# Ridley "Dual-Sport" Noah



## Gnarly 928 (Nov 19, 2005)

I have a Noah and a Damocles from Ridley. I go 6'1" and ride the medium size.

The Noah (an '07 model) I've used successfully as a Time Trial ride a couple of times. Most recently, I rode a very gratifying 40k flat course and the bike worked great.

The ISP, as configured on the Noah (and the Helium?) allows the seat head/mounting unit to be reversed. This lets you set up perfectly for time trials, at least with my body measurements.

I have a second 'seat head' and saddle, which I keep assembled. I have a full aerobar set up including all the cables. So it takes about half an hour to swap the road seat and bars over to the TT set up and all the adjustments are kept intact. Pretty neat.. The Noah has good aerodynamics. My only 'complaint' is that I like it for sprints and road courses so much that I always want it configured for the road so I don't get to work out on it in TT form very often..

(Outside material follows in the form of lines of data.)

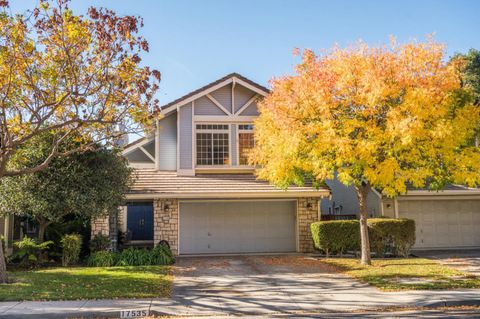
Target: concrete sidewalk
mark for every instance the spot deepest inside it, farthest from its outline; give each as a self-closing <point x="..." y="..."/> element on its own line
<point x="211" y="306"/>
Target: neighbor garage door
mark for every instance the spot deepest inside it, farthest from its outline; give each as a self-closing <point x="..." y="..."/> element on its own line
<point x="237" y="227"/>
<point x="444" y="223"/>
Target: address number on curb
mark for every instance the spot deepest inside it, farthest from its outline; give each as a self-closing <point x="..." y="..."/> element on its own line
<point x="134" y="313"/>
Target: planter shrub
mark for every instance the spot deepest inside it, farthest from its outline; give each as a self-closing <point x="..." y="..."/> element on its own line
<point x="336" y="236"/>
<point x="385" y="234"/>
<point x="396" y="236"/>
<point x="71" y="247"/>
<point x="100" y="243"/>
<point x="102" y="259"/>
<point x="29" y="252"/>
<point x="159" y="255"/>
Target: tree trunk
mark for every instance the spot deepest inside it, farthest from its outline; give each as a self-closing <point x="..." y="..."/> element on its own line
<point x="42" y="226"/>
<point x="362" y="193"/>
<point x="3" y="266"/>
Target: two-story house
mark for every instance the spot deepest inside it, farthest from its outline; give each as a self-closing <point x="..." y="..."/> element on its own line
<point x="195" y="189"/>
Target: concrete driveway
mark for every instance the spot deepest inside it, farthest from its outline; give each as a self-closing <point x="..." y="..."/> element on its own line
<point x="464" y="260"/>
<point x="280" y="284"/>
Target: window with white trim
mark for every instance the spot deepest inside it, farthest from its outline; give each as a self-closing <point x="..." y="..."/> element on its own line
<point x="245" y="142"/>
<point x="212" y="142"/>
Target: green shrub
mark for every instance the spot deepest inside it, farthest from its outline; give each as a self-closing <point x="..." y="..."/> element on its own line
<point x="159" y="255"/>
<point x="133" y="257"/>
<point x="71" y="247"/>
<point x="100" y="243"/>
<point x="336" y="236"/>
<point x="29" y="252"/>
<point x="396" y="236"/>
<point x="102" y="259"/>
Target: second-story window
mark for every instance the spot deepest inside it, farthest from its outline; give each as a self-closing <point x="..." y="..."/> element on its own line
<point x="212" y="144"/>
<point x="245" y="142"/>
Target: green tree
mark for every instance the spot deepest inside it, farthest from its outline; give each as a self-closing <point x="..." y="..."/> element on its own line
<point x="69" y="74"/>
<point x="87" y="185"/>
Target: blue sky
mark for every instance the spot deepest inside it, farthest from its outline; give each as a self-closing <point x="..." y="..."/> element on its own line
<point x="195" y="42"/>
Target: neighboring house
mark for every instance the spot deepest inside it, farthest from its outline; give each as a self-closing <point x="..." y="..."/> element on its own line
<point x="445" y="219"/>
<point x="195" y="189"/>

The Damocles is great also. It's my "3hr+ ride of choice" and my usual crit ride.

Don Hanson


----------



## smbrum (Jul 9, 2008)

*noah*

Don, have you heard much about the 09 Noah and how it compares to the earlier model? I just ordered the 09 to be here around Nov but I havent heard much about it


----------



## Gnarly 928 (Nov 19, 2005)

I read a peice in one of the online cycle publications about Ridley's as ridden by the Tour guys. Other than than, no..Don't know anyone who's got one nor have I seen one. I have seen the technology of the dual air foils they are using in the forks...I am kinda skeptical of that, though if Lotto rode it in the Tour I guess there is nothing wrong with it. I do like the quality of Ridley.

Don Hanson


----------



## toonraid (Sep 19, 2006)

According to Robbie the new Noah is 2 km faster than the old one (in his 79 km/hr sprints) Its a bit hard to ride in the peleton as he has to keep braking while it takes some getting used to round the corners - it is also 100 g lighter. By the sound of it an alltogether different beast that needs some time to get used to.


----------



## Gnarly 928 (Nov 19, 2005)

*I've been told...*

My Dealer (3 ring Cycles) just returned from Interbike, where she fondled the new Ridley Dean TT ride. 50 of these are supposed to be in the US come Dec. sometime and they are somewhat pricey. Supposed to be the Bling bling ride for TTs, slotting in to the price spread right with the Cervelos..

The 09 Noah, looking at the new Ridley web posting, looks like it has forks from the Excaliber...100 grs of weight reduction..that's a small weight..but the '08 that I ride does not feel heavy anyway. I like the asthetics of the new Noah, with the curves, etc. but I am going for a Helium, keeping my '07 Noah and re-selling in my Damocles. The Damo is so similar in ride feel to the Noah that it's a bit redundant having both...

Don Hanson


----------